Sur Moi Avenue, quatre immenses défenses d'éléphant en aluminium se croisent au-dessus de la circulation : l'emblème de Mombasa accueille ainsi ses visiteurs depuis des décennies. La grande cité de l'océan Indien vit sur une île, entre deux bras de mer; les navires de croisière accostent au terminal du port de Kilindini, sur la façade ouest, à trois ou quatre kilomètres du cœur ancien. Porte-conteneurs, remorqueurs et grues géantes rappellent que ce havre en eau profonde dessert toute l'Afrique de l'Est. Un court trajet en taxi ou en navette, et l'Afrique swahilie ouvre ses portes.

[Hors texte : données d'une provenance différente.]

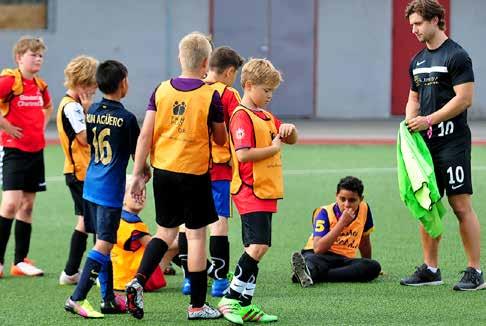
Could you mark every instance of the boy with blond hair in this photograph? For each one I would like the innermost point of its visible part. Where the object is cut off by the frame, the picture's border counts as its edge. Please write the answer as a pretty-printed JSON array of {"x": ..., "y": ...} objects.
[
  {"x": 25, "y": 105},
  {"x": 80, "y": 81},
  {"x": 182, "y": 114},
  {"x": 223, "y": 68},
  {"x": 256, "y": 136}
]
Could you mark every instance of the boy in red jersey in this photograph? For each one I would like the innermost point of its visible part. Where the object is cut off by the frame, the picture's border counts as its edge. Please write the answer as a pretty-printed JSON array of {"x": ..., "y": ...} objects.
[
  {"x": 257, "y": 184},
  {"x": 26, "y": 106}
]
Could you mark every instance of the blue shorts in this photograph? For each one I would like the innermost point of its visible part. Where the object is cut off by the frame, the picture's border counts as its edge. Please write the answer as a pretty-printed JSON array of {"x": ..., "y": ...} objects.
[
  {"x": 221, "y": 197},
  {"x": 102, "y": 220}
]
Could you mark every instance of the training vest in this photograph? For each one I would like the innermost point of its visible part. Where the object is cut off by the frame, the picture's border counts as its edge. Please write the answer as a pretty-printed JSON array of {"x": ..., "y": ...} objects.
[
  {"x": 348, "y": 241},
  {"x": 267, "y": 173},
  {"x": 125, "y": 261},
  {"x": 17, "y": 88},
  {"x": 76, "y": 154},
  {"x": 180, "y": 141}
]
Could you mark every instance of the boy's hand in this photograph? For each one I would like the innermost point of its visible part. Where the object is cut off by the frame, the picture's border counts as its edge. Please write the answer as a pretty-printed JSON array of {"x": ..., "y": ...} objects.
[
  {"x": 286, "y": 129},
  {"x": 137, "y": 188}
]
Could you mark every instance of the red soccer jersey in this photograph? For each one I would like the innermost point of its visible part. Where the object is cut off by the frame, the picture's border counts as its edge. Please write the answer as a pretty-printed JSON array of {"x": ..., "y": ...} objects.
[
  {"x": 230, "y": 102},
  {"x": 26, "y": 112},
  {"x": 242, "y": 133}
]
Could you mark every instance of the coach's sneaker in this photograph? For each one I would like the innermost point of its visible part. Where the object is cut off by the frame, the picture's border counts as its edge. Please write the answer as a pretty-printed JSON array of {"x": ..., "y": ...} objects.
[
  {"x": 300, "y": 269},
  {"x": 82, "y": 308},
  {"x": 423, "y": 276},
  {"x": 219, "y": 287},
  {"x": 204, "y": 312},
  {"x": 134, "y": 291},
  {"x": 186, "y": 286},
  {"x": 116, "y": 306},
  {"x": 471, "y": 280},
  {"x": 26, "y": 268},
  {"x": 254, "y": 313},
  {"x": 65, "y": 279},
  {"x": 230, "y": 308}
]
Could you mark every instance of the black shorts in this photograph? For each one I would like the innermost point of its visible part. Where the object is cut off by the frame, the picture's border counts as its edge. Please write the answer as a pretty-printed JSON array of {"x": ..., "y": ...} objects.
[
  {"x": 256, "y": 228},
  {"x": 183, "y": 199},
  {"x": 102, "y": 221},
  {"x": 23, "y": 170},
  {"x": 76, "y": 188}
]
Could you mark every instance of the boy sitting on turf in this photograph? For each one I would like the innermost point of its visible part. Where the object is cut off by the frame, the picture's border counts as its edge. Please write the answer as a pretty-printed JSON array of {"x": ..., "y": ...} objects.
[
  {"x": 340, "y": 229},
  {"x": 112, "y": 134}
]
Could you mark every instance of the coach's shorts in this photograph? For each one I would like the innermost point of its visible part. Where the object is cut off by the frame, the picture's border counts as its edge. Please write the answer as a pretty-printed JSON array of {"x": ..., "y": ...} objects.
[
  {"x": 221, "y": 196},
  {"x": 183, "y": 199},
  {"x": 102, "y": 220},
  {"x": 23, "y": 170},
  {"x": 76, "y": 189},
  {"x": 256, "y": 228}
]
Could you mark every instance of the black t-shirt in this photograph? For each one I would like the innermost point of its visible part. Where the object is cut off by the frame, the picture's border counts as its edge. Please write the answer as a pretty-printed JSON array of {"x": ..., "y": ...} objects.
[{"x": 433, "y": 74}]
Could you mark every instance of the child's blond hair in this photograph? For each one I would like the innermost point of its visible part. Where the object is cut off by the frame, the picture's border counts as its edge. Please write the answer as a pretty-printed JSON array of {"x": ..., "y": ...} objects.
[
  {"x": 26, "y": 43},
  {"x": 194, "y": 48},
  {"x": 260, "y": 72},
  {"x": 80, "y": 71}
]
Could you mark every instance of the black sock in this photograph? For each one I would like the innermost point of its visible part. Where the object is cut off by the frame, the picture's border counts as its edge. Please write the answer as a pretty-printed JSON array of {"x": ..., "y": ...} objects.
[
  {"x": 23, "y": 231},
  {"x": 152, "y": 256},
  {"x": 245, "y": 272},
  {"x": 199, "y": 287},
  {"x": 76, "y": 252},
  {"x": 5, "y": 228},
  {"x": 183, "y": 253},
  {"x": 219, "y": 250}
]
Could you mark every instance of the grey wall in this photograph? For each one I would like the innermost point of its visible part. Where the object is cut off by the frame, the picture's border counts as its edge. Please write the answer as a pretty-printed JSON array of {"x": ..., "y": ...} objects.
[
  {"x": 354, "y": 59},
  {"x": 142, "y": 34},
  {"x": 468, "y": 28}
]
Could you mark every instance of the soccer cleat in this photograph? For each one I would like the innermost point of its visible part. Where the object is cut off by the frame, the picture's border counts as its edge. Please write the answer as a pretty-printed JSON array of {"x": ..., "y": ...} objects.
[
  {"x": 219, "y": 287},
  {"x": 472, "y": 280},
  {"x": 254, "y": 313},
  {"x": 423, "y": 276},
  {"x": 116, "y": 306},
  {"x": 300, "y": 269},
  {"x": 82, "y": 308},
  {"x": 204, "y": 312},
  {"x": 134, "y": 292},
  {"x": 65, "y": 279},
  {"x": 186, "y": 286},
  {"x": 26, "y": 268},
  {"x": 230, "y": 308}
]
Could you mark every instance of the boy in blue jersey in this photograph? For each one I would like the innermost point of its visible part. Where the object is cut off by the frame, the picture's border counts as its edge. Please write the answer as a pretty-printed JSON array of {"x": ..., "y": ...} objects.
[{"x": 112, "y": 133}]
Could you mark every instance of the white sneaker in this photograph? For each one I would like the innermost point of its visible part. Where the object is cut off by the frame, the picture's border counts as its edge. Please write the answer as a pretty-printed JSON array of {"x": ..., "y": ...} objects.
[{"x": 65, "y": 279}]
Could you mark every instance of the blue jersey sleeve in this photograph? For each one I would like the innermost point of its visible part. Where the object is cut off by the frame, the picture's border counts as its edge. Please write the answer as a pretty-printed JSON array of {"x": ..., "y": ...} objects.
[{"x": 321, "y": 224}]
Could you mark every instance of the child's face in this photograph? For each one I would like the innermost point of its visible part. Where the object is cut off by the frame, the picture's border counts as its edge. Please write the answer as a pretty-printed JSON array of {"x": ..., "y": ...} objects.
[
  {"x": 261, "y": 95},
  {"x": 30, "y": 62},
  {"x": 348, "y": 199}
]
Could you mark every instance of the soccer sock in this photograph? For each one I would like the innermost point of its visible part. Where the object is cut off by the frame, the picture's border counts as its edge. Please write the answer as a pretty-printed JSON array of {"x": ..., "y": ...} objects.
[
  {"x": 76, "y": 252},
  {"x": 152, "y": 256},
  {"x": 23, "y": 231},
  {"x": 94, "y": 261},
  {"x": 106, "y": 280},
  {"x": 219, "y": 250},
  {"x": 5, "y": 228},
  {"x": 245, "y": 271},
  {"x": 199, "y": 287}
]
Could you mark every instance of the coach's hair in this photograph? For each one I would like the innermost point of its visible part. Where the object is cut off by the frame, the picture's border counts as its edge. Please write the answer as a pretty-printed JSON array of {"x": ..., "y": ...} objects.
[
  {"x": 194, "y": 48},
  {"x": 26, "y": 43},
  {"x": 223, "y": 58},
  {"x": 428, "y": 9},
  {"x": 109, "y": 75},
  {"x": 80, "y": 71},
  {"x": 352, "y": 184},
  {"x": 260, "y": 72}
]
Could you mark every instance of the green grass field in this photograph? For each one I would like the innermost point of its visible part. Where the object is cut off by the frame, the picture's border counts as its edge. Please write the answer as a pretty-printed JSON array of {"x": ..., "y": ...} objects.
[{"x": 311, "y": 173}]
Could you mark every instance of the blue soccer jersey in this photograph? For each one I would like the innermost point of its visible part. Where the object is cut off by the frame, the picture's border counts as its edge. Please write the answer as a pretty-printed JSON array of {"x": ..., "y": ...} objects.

Fort Jesus, la sentinelle portugaise
Un quart d'heure de route mène à l'attrait majeur de l'escale. Bâti entre 1593 et 1596 sur ordre de Philippe II, Fort Jesus garde l'entrée du vieux havre depuis plus de quatre siècles. Ses murailles de corail, dessinées selon les principes de la Renaissance italienne, ont vu passer Portugais, Omanais et Britanniques au fil de sièges répétés; l'UNESCO l'a inscrit au patrimoine mondial comme témoin exceptionnel de ces échanges — et de ces affrontements — entre l'Afrique, l'Arabie et l'Europe. À l'intérieur, un musée expose céramiques, canons et objets repêchés des épaves de la côte, résumé tangible de quatre siècles de convoitises. Des remparts, la vue plonge sur l'eau turquoise où mouillent les boutres, ces voiliers de bois qui relient toujours la côte à Zanzibar et à l'Arabie.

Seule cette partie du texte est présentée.